— Санько мог отбросить противника, изловчиться и… — Клебанов выразительно щелкнул пальцами, вскидывая воображаемое ружье.
Полковник покачал головой:
— Весьма сомнительное объяснение. И возникает другой вопрос. Даже самый опытный и хладнокровный убийца не рискнул бы появиться у места задуманного им преступления с ружьем через плечо. Он побоялся бы привлечь внимание. Тем более что ему, как вы сами утверждаете, долго пришлось топтаться у окна, выжидая удобного момента для выстрела.
— Было уже темно. К тому же он мог спрятать ружье под плащом или пальто, — неуверенно возразил Клебанов.
Глаза Головина возбужденно блестели, казалось, он приближался к решению сложной задачи.
— Согласен с вами — ружье преступник мог спрятать под полой верхней одежды. Но объясните мне, что означала фраза, сказанная умирающим Олексюком, когда к нему на помощь подбежали товарищи? Надеюсь, вы помните ее?
— Он сказал, что не узнал преступника.
— Не совсем точно. В протоколе записано так: «Не узнал, он голый…» Слышите, «голый»! — торжественно подчеркнул Головин.
Клебанов недоуменно взглянул на полковника, явно не понимая, к чему тот клонит.
— Вы смотрите на меня удивленно? Но в этом определении, на которое вы не обратили внимания, может быть, и кроется разгадка: из какого оружия был произведен выстрел. Что значит по-местному это выражение «голый»? Оно означает раздетый, без пальто. Когда мальчишка-озорник в холодную погоду выбежит на крыльцо в одной рубашонке и штанишках, мать ему вслед кричит: «Куда ты, окаянный, голый побежал! Холодно, простудишься!» Поняли вы теперь, почему умирающий Олексюк употребил слово «голый»? Человек, которого он преследовал, был без обычной в эту пору года верхней одежды. В темноте в пылу борьбы Олексюк не успел рассмотреть его лица.
Клебанов понуро молчал. Он уже понимал, что следствие произвел небрежно, однако все свои промахи считал лишь мелкими упущениями и был подавлен главным образом тем, что выставил себя перед своим начальником в невыгодном свете.
Чувствуя это внутреннее сопротивление своим доводам, Головин продолжал уже более резко:
— Таким образом, ваше утверждение, что оба убийства были произведены из охотничьего ружья, изъятого у Санько, бездоказательно.
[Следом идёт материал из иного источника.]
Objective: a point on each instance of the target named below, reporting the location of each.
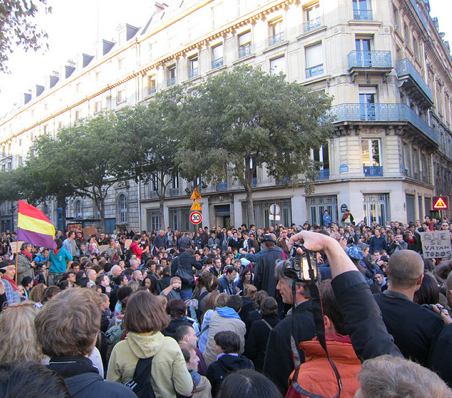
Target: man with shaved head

В подкрепление своих слов приведу еще один аргумент. Известно, что преступник произвел два выстрела — в окно и в преследующего его комсомольца. Приблизительно на полдороге до места схватки с Олексюком найден отстрелянный патрон. Как это можно объяснить? Очень просто. Выстрелив и бросившись бежать, преступник на ходу перезарядил ружье, и первый отстрелянный патрон выпал. Значит, преступник был вооружен обрезом двухствольного охотничьего ружья или другим подобным оружием. Но вы-то изъяли у Санько одноствольное ружье!
— Возможно, и так, — неохотно согласился Клебанов.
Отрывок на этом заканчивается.